Dr Samantha Mitschke is a Holocaust theatre historian, specialising in plays and performances that depict the Nazi persecution of Jews and other groups from 1933 onwards. Her research, which focuses on the exploration and teaching of history through human stories, covers a wide range of topics.
Sam’s areas of expertise include:
- Empathy—what it is, and how it influences all aspects of Holocaust theatre
- The overall history of plays about the Holocaust—from performances staged in the ghettos and concentration camps to depictions in the present day
- Adaptations of Anne Frank’s diary
- Representations of the Nazi persecution of gay men, such as Martin Sherman’s Bent (1979)
- The use of child protagonists in Holocaust drama—‘Holocaust fairytales’
- Outraging audiences and the evolution of ‘Holocaust cabaret’
- Portrayals of perpetrators
- Site-specific performance at Auschwitz
- Using theatre to explore contested narratives about the Holocaust
- Representations of women’s experiences during the Holocaust
Sam has been invited to present her work at international conferences in the UK, Europe, the USA and Canada. As well as speaking to specialist and general audiences, she provides teacher training sessions (CPD) on working with Holocaust plays in the classroom, and runs practical workshops with students and young people.

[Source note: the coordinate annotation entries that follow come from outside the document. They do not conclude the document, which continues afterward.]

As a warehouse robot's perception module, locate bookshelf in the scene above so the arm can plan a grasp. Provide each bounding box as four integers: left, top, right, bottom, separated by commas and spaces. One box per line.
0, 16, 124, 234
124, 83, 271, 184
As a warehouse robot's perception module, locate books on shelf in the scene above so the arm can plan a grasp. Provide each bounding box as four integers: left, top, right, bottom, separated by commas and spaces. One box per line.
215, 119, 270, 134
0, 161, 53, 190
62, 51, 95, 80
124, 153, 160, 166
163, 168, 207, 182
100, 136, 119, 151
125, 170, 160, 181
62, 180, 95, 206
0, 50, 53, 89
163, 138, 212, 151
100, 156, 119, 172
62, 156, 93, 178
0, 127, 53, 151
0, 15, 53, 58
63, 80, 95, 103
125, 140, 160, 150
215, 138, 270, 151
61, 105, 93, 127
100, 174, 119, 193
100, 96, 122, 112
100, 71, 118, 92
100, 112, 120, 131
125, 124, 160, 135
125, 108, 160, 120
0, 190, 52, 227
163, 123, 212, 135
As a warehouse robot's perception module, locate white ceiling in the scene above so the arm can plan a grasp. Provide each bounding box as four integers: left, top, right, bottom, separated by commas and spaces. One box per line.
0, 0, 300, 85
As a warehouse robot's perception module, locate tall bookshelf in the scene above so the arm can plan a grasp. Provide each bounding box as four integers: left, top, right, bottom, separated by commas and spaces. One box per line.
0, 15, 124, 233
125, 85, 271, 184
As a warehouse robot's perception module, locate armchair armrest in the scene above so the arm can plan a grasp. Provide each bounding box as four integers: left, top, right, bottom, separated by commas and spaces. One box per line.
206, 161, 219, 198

She has written for edited collections with Palgrave Macmillan and Winter Verlag, as well as for journals including New Theatre Quarterly and Holocaust Studies: A Journal of Culture and History.
Sam is an Outreach Educator for the Holocaust Educational Trust (HET), and a member of the Virtual Speakers Bureau of the Holocaust Educational Foundation of Northwestern University (HEFNU).